Naar inhoud springen

Zeeuws volkslied

Uit Wikipedia, de vrije encyclopedie
Zeeuws volkslied
Volkslied van provincie Zeeland
Componist Jan Morks
Tekstschrijver D.A. Poldermans
Ingevoerd 1919

Het Zeeuws volkslied is in 1919 ontstaan als reactie op Belgische annexatieplannen die al tijdens de Eerste Wereldoorlog opkwamen. Sommige Belgen vonden dat Nederland zich door zijn neutraliteit tijdens de oorlog pro-Duits had gedragen. De Belgische regering wilde als compensatie voor de enorme schade en ellende die land en volk ondervonden twee Nederlandse gebieden annexeren voornamelijk teneinde de defensieve posities van België bij een mogelijk toekomstig conflict met Duitsland te verbeteren: Limburg vanwege de steenkool en om de strategische Maasovergangen bij Maastricht onder controle te hebben en Zeeuws-Vlaanderen vanwege de toegang tot Antwerpen, dat in 1914 door de neutraliteit van Nederland niet effectief via de zee militair ondersteund had kunnen worden.
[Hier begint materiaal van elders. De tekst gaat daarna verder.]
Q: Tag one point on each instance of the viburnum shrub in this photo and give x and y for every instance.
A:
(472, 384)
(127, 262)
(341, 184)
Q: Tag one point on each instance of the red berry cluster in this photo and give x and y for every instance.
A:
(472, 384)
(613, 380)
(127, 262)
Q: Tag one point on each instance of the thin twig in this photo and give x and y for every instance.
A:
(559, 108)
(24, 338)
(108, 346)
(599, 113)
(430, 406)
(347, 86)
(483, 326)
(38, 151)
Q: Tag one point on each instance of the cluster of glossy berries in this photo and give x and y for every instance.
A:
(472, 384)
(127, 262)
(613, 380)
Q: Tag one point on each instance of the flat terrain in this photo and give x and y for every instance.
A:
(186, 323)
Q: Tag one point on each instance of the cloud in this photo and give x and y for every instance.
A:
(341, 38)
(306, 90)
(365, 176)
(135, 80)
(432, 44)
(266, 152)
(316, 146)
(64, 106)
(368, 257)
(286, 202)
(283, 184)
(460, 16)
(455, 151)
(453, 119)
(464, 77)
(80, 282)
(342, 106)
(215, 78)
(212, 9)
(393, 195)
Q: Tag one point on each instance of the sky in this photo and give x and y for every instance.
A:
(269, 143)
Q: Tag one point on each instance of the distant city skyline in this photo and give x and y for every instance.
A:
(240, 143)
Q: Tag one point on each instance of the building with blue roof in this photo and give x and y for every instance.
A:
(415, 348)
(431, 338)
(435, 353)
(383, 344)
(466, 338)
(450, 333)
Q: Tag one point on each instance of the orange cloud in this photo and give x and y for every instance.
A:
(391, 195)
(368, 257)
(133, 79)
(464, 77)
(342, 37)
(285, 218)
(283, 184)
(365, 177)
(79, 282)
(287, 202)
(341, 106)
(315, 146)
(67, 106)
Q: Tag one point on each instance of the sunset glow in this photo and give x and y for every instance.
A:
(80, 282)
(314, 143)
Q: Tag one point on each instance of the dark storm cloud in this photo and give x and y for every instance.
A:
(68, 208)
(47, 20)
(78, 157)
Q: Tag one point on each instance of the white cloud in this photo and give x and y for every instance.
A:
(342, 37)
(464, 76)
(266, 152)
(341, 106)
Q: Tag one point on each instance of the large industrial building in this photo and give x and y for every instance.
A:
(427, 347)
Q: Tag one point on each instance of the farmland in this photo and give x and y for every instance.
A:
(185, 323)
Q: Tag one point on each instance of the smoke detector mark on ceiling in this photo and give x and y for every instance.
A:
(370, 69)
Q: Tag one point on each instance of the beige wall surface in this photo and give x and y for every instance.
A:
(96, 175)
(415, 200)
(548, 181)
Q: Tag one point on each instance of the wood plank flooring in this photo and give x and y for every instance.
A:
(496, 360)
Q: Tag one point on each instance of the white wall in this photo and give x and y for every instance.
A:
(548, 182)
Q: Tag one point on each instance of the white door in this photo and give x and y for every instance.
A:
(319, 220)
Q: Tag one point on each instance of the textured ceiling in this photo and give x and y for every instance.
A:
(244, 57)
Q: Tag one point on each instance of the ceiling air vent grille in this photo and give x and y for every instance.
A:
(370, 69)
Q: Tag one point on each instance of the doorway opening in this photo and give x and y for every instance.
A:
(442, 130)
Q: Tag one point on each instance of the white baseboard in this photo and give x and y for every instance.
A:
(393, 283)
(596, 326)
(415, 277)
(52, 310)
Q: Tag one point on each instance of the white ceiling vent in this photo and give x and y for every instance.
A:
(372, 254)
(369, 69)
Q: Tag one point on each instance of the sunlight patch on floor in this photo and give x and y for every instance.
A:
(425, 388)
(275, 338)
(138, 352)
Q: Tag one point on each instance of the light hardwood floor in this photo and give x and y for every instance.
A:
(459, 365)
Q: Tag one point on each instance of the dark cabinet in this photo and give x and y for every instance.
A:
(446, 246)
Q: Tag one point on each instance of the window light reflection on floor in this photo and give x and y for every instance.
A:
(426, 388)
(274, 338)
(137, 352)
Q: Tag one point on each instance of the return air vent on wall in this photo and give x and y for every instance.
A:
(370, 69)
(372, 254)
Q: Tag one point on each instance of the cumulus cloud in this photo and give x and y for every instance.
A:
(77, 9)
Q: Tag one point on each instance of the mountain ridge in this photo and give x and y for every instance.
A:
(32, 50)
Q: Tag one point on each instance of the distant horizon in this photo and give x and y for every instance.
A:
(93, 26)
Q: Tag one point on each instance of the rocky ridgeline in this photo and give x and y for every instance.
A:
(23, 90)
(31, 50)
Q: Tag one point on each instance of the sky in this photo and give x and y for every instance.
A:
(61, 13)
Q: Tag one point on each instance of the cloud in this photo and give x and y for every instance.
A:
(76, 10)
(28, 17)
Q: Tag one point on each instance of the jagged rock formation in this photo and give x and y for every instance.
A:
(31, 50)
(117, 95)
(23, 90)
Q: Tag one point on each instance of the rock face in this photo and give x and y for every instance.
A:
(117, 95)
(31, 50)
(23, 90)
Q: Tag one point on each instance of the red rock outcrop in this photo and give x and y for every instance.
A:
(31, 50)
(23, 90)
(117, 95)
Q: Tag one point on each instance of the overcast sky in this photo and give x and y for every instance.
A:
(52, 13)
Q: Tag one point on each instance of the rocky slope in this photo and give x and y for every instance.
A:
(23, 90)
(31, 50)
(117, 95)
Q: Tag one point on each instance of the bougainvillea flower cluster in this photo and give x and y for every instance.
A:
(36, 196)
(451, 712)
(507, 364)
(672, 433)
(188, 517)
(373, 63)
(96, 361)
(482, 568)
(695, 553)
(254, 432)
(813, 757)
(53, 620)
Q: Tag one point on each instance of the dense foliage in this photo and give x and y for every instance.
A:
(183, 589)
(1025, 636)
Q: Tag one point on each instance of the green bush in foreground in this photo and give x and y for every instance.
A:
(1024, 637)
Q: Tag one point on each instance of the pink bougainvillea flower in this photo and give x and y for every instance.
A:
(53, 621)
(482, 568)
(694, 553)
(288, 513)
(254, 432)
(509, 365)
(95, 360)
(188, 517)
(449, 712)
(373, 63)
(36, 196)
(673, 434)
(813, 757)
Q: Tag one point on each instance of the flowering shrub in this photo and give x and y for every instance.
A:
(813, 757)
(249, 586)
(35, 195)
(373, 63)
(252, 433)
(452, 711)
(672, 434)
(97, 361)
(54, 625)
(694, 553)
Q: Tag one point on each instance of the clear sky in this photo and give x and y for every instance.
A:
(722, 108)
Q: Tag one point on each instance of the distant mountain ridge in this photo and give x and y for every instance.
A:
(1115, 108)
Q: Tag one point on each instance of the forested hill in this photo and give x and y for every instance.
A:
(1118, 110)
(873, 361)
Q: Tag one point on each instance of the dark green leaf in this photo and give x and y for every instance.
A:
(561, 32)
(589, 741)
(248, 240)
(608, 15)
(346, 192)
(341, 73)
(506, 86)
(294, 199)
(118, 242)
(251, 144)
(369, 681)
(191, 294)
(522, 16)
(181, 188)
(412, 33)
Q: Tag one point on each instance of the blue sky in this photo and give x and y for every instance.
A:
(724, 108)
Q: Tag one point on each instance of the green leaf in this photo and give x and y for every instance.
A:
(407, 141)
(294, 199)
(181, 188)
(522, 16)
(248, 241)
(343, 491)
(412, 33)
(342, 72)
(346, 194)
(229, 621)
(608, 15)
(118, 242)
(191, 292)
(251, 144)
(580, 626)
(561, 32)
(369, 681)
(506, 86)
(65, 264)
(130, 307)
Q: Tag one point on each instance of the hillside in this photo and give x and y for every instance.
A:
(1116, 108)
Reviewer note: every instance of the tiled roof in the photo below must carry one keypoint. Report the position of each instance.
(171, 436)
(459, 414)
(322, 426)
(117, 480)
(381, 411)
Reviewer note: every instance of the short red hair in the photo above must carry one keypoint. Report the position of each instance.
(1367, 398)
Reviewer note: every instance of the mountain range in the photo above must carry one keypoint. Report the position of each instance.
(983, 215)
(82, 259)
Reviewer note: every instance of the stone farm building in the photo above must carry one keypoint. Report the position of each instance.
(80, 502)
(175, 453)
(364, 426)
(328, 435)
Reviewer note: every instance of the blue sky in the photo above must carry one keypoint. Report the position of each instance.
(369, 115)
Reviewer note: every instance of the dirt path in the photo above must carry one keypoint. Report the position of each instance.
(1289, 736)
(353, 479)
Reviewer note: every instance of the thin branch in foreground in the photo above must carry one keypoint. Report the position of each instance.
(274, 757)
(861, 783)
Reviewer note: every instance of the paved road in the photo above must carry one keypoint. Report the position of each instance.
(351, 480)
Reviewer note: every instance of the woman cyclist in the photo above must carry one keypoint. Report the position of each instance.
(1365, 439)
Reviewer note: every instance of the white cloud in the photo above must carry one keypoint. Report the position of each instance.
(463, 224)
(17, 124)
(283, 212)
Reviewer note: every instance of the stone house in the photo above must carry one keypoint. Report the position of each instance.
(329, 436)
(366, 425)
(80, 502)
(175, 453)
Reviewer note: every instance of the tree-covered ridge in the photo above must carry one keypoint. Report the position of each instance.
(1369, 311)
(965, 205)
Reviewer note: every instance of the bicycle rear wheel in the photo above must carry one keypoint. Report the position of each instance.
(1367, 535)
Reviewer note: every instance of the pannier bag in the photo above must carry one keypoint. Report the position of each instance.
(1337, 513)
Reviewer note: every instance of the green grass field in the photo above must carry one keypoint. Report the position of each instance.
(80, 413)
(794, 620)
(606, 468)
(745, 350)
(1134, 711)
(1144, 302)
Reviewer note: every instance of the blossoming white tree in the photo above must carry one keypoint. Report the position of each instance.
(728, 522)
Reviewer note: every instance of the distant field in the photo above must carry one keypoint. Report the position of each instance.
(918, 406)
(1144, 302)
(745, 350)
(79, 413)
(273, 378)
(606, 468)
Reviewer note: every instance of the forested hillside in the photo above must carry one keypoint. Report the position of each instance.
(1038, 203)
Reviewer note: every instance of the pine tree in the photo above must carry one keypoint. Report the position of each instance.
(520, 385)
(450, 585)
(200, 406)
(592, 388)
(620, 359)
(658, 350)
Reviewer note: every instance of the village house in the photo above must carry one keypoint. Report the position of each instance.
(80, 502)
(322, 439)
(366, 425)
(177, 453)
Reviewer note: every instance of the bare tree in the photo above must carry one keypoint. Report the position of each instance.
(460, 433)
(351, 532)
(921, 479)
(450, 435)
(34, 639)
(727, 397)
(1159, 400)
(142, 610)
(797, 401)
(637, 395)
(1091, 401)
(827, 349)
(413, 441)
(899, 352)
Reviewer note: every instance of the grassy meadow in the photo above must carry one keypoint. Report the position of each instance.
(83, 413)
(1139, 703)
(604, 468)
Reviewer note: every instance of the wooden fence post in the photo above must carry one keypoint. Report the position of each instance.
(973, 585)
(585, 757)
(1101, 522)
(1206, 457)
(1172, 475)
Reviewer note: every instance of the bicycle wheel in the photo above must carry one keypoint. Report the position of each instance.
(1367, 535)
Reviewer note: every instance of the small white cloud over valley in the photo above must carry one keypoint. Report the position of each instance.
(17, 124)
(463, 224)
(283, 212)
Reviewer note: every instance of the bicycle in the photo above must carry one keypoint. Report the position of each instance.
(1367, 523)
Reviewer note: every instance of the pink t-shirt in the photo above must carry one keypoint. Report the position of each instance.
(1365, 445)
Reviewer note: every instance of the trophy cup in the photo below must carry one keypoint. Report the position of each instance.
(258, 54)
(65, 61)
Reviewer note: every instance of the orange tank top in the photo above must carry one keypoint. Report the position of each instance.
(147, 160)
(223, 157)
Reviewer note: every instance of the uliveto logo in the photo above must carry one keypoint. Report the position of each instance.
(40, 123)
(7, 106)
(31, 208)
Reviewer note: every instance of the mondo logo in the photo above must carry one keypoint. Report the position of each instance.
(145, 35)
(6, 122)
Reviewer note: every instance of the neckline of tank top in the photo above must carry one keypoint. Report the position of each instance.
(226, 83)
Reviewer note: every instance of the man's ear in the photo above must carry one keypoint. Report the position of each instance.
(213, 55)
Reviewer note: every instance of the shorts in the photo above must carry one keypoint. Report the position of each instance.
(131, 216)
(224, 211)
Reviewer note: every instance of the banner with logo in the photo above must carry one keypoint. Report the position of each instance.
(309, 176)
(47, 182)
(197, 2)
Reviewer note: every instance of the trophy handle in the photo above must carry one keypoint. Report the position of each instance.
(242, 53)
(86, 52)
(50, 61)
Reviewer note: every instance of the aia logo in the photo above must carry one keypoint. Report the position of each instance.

In 1919 kwam het Belgische annexatiestreven nog sterker naar voren. Een grote groep in heel Zeeland voelde toen de behoefte de verbondenheid met Nederland en Oranje te benadrukken. De hoofdonderwijzer uit 's-Gravenpolder, D.A. Poldermans (1877-1939), schreef hierop de woorden van een volkslied waar de Middelburgse dirigent Jan Morks de muziek bij schreef. Het Zeeuws volkslied droegen zij op aan de Commissaris der Koningin, mr. H.J. Dijckmeester.[1] Het lied bleek een blijver: in 2020 werd op initiatief van een raadslid uit de gemeente Borsele het 100-jarig bestaan ervan gevierd en bij vele gelegenheden, onder meer tijdens de nieuwjaarsrecepties van het Provinciaal Bestuur, wordt het door de aanwezigen met verve ten gehore gebracht.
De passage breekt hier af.